05-17-2008, 04:19 AM

Thanks for the link. I guess that would be Multi-DB searches, which is scheduled for "future releases." Judging from the usual wait between releases, this would probably mean years from now. Am I right, kinook?

armsys

05-17-2008, 04:54 AM

Hi tfjern,
Have you ever thought of the cons of multiple URD search?
Instead of getting some 200 hits, you may wait for 2,000 hits or more, resulting into more noise than high value matches. Just my 2 cents.
Armstrong

tfjern

05-17-2008, 06:00 AM

The search function in Ultra Recall is, well, less than robust (a topic that has been discussed several times before). I've tested almost every similar program, from AskSam to OneNote, and abandoned them out of disappointment (e.g., AskSam too buggy, OneNote too slow, TheBrain -- too huh?, etc.).

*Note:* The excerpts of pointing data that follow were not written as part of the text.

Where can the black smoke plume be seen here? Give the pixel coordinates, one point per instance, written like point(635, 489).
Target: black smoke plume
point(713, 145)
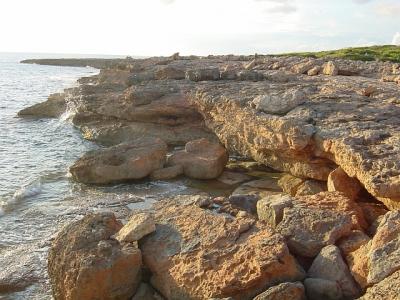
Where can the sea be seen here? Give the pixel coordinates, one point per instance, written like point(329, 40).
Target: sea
point(37, 195)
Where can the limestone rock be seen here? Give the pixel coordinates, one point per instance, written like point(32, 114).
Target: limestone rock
point(228, 257)
point(389, 288)
point(329, 265)
point(203, 74)
point(283, 291)
point(201, 159)
point(167, 173)
point(384, 254)
point(318, 288)
point(339, 181)
point(121, 162)
point(280, 103)
point(138, 226)
point(331, 69)
point(85, 263)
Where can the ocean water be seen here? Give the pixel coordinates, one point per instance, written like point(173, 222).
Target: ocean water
point(37, 196)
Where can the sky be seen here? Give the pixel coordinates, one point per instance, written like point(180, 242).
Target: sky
point(202, 27)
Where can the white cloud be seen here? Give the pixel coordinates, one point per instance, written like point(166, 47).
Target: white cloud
point(396, 39)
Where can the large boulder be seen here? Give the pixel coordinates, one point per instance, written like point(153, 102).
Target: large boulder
point(201, 159)
point(86, 263)
point(121, 162)
point(199, 254)
point(329, 265)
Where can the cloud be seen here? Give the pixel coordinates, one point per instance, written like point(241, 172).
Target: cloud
point(396, 39)
point(167, 2)
point(388, 9)
point(280, 6)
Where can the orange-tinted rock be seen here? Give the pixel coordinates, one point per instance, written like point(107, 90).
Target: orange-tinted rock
point(201, 159)
point(198, 254)
point(86, 263)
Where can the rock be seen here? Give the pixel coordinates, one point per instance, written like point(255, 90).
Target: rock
point(353, 241)
point(303, 67)
point(339, 181)
point(283, 291)
point(146, 292)
point(138, 226)
point(54, 107)
point(233, 178)
point(280, 103)
point(330, 69)
point(384, 254)
point(249, 75)
point(270, 208)
point(85, 263)
point(311, 187)
point(167, 173)
point(169, 72)
point(290, 184)
point(121, 162)
point(229, 257)
point(317, 289)
point(200, 159)
point(329, 265)
point(314, 71)
point(203, 74)
point(389, 288)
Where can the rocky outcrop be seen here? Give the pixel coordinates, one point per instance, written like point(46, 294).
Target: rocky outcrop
point(86, 263)
point(120, 163)
point(197, 254)
point(200, 159)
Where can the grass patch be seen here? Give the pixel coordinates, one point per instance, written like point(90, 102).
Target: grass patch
point(374, 53)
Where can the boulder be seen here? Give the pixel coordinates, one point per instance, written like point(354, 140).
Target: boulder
point(121, 162)
point(318, 289)
point(339, 181)
point(280, 103)
point(86, 263)
point(389, 288)
point(200, 159)
point(167, 173)
point(283, 291)
point(138, 226)
point(331, 69)
point(199, 254)
point(384, 254)
point(329, 265)
point(206, 74)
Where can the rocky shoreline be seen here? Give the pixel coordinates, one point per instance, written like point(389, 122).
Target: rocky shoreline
point(320, 222)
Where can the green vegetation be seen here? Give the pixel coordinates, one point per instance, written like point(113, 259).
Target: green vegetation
point(380, 53)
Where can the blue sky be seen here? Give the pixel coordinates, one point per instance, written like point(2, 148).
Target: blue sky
point(162, 27)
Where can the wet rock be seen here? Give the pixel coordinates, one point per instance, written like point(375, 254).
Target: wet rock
point(54, 107)
point(200, 159)
point(339, 181)
point(121, 162)
point(283, 291)
point(85, 263)
point(280, 103)
point(203, 74)
point(167, 173)
point(138, 226)
point(389, 288)
point(329, 265)
point(318, 288)
point(229, 257)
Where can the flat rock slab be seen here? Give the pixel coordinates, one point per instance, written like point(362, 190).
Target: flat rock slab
point(196, 253)
point(120, 163)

But I'm still with Ultra Recall, despite its less than spectacular search function (I'm tiptoeing because I like the product, and I don't want to focus too much on a negative, but Ultra RECALL is designed to RECALL stored data, isn't it?).

I realize that I could end up with thousands of hits when searching over multiple databases, but how else am I supposed to find something in a huge pile of information that I've accumulated? You may ask, why use multiple databases in the first place? Just dump everything into one? But I can foresee that I am going to reach a point where I have too much data stored in one file. It would be nice to be able to link several databases with a global search function. I realize there are several third-party software options available, but...

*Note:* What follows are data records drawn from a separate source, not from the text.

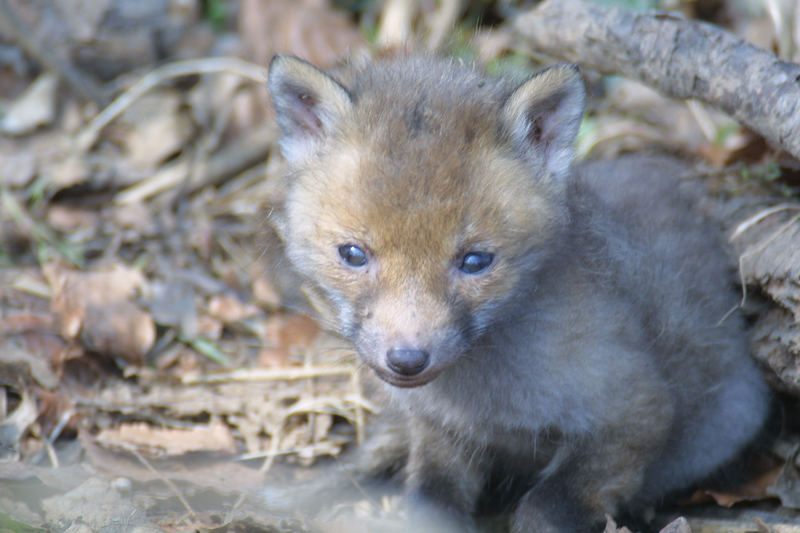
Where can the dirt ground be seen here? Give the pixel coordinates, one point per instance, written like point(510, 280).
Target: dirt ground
point(159, 364)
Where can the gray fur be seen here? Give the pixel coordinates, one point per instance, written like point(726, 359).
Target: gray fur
point(589, 362)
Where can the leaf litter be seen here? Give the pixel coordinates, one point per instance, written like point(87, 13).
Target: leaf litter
point(158, 361)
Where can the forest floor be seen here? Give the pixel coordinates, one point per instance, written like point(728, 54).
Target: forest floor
point(158, 362)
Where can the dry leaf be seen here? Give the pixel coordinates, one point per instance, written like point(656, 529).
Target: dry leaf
point(611, 526)
point(310, 29)
point(787, 486)
point(216, 437)
point(754, 490)
point(35, 107)
point(265, 293)
point(679, 525)
point(14, 426)
point(284, 335)
point(97, 304)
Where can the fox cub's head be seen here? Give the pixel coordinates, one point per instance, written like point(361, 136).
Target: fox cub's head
point(423, 197)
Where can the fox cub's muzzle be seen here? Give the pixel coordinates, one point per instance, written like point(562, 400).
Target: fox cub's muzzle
point(407, 361)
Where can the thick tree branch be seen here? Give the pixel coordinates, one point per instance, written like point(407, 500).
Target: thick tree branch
point(679, 57)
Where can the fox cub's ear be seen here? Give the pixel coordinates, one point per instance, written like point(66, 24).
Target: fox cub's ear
point(544, 113)
point(308, 103)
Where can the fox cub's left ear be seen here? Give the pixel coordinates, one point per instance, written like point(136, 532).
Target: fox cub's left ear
point(309, 105)
point(544, 114)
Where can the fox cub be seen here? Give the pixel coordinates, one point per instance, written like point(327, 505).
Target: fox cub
point(551, 333)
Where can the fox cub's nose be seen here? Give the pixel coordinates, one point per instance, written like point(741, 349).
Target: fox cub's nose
point(407, 361)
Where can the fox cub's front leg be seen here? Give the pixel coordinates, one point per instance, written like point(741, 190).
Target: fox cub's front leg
point(442, 483)
point(599, 476)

Anyway, Ultra Recall is about as good a product as we are going to get for some time to come, so I for one am going to support it as much as I can, and hope that a global search function will be included in future versions. I guess it's already on the road map.

Say, isn't 3.5 supposed to be out by now?

ashwken

05-17-2008, 08:12 AM

Originally posted by tfjern
Say, isn't 3.5 supposed to be out by now?
Send support an email requesting the url for the beta download, latest beta 05-15-2008 - not sure when it's moving out of beta.

I also work with many UR databases, but these are somewhat segragated by topic or focus so there's little overlap.

For those instances where you have the need to search more than one db perhaps the overlap is an indication of common ground between the databases.

You could always do a periodic merge of the diffierent databases if you find yourself needing to constantly search the same ones individually.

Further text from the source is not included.